In the event that any payment under this Note becomes due and payable on any day which is not a Business Day, the due date thereof shall be extended to the next succeeding Business Day, and, to the extent applicable, interest shall continue to accrue and be payable thereon during such extension at the rate set forth in this Note.
All payments to be made by the undersigned to Bank under or pursuant to this Note shall be in immediately available United States funds, without setoff or counterclaim, and in the event that any payments submitted hereunder are in funds not available until collected, said payments shall continue to bear interest until collected.
The undersigned may prepay all or part of the outstanding balance of any Indebtedness hereunder at any time without premium or penalty. Any prepayment hereunder shall also be accompanied by the payment of all accrued and unpaid interest on the amount so prepaid.
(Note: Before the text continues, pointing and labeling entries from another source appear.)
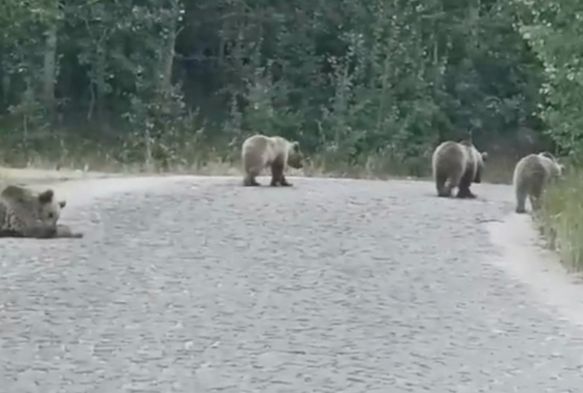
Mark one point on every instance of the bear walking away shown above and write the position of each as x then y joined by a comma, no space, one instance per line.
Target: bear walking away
457,164
531,176
260,151
24,213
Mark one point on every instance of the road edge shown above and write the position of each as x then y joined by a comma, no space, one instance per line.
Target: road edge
525,259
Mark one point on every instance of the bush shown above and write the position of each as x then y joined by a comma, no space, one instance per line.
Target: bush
561,218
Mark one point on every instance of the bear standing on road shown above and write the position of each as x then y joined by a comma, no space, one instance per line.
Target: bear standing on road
260,151
532,174
24,213
457,164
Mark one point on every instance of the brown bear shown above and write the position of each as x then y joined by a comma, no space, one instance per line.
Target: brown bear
260,151
531,176
25,213
457,164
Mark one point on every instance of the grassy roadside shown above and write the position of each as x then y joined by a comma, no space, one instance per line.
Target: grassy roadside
561,219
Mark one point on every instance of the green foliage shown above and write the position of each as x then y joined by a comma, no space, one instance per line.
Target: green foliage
561,219
554,29
350,81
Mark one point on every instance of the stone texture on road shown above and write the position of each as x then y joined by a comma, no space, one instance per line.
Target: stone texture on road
332,286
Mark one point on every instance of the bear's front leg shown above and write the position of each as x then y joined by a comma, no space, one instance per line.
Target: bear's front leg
464,192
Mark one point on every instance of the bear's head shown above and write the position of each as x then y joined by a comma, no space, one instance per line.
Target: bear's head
295,158
557,168
48,208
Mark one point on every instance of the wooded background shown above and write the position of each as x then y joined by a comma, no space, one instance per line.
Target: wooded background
170,82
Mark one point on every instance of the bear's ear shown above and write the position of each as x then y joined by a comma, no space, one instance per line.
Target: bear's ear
14,192
46,196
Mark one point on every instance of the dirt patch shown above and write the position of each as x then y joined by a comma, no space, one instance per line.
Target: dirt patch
525,259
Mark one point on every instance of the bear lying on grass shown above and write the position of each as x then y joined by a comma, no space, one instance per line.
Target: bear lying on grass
457,164
24,213
531,176
260,151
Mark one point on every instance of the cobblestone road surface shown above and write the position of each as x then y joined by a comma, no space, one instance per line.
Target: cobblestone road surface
331,286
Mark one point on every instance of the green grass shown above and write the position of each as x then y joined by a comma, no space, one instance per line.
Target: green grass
561,219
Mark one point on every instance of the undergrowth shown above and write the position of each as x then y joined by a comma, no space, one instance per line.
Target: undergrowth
561,219
195,156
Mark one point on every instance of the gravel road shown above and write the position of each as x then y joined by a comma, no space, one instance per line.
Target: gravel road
339,286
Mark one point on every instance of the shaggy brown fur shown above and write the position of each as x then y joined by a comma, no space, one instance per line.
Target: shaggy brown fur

If any Change in Law shall (a) subject Bank to any tax, duty or other charge with respect to this Note or any Indebtedness hereunder, or shall change the basis of taxation of payments to Bank of the principal of or interest under this Note or any other amounts due under this Note in respect thereof (except for changes in the rate of tax on the overall net income of Bank imposed by the jurisdiction in which Bank's principal executive office is located); or (b) impose, modify or deem applicable any reserve (including, without limitation, any imposed by the Board of Governors of the Federal Reserve System), special deposit or similar requirement against assets of, deposits with or for the account of, or credit extended by Bank, or shall impose on Bank or the foreign exchange and interbank markets any other condition affecting this Note or the Indebtedness hereunder; and the result of any of the foregoing is to increase the cost to Bank of maintaining any part of the Indebtedness hereunder or to reduce the amount of any sum received or receivable by Bank under this Note by an amount deemed by the Bank to be material, then the undersigned shall pay to Bank, within fifteen (15) days of the undersigned’s receipt of written notice from Bank demanding such compensation, such additional amount or amounts as will compensate Bank for such increased cost or reduction. A certificate of Bank, prepared in good faith and in reasonable detail by Bank and submitted by Bank to the undersigned, setting forth the basis for determining such additional amount or amounts necessary to compensate Bank shall be conclusive and binding for all purposes, absent manifest error.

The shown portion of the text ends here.